Two frequently neglected but essential aspects of salvation are repentance and commitment. Clearly define and emphasize the need for repentance. Simply acknowledging one’s sin is not enough (e.g., Judas was sorry that he sinned). We must urge people to turn from their sin and seek forgiveness. And when one trusts Christ as Savior, he is also recognizing Him as Lord. We must present Christ as the NT presents him—both Lord and Savior. Make this clear to the student. Unfortunately, much of the material written for evangelism either leaves out or downplays both repentance and commitment. This fact results in many false professions of faith.
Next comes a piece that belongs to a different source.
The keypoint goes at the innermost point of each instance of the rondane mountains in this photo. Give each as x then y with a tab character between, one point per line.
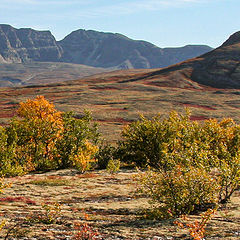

Note: People sometimes attempt to make the salvation decision as easy as possible by stripping down the gospel to its bear minimum, and in so doing they leave out important information. Being saved is more than just believing in Jesus. Millions of people who claim to believe in Jesus are not genuinely saved (cf. Mt 7:21-23). So we have to carefully define our terms and express precisely what we mean when we present the gospel to an unbeliever.

Conclusion: An accurate, clear presentation of the Gospel message is an important aspect of the apologetic task. Make sure you can tell others why they need to be saved and what they must do to be saved.


  1. Shouldn’t we first convince people that God exists before launching into a Gospel presentation? No, the Bible teaches that everyone knows that God exists. They need to hear of their alienation from God, of God’s wrath against them, and of the means of salvation thru faith in Christ.

  2. Shouldn’t we first convince our audience that the Bible is trustworthy before telling them what the Bible says? No, we believe the Word of God does the work of God, whether your audience believes it or not. It’s God’s job to convince unbelievers that the Bible is true. We simply proclaim its message.

  3. What if the person you are talking to tells you that he doesn’t believe in God or the Bible? Still present the same message as long as he is willing to listen. Remember that faith comes by hearing the Word, not by being convinced intellectually.

  4. Why do we need to stress the importance of accuracy and clarity in a Gospel presentation? Because it’s so common for people to leave out or add to the message of the Gospel. It’s very common today for people to make it as easy and painless as possible for people to accept Christ. Evangelists often say little or nothing about repentance, the Lordship of Christ or the costs of discipleship.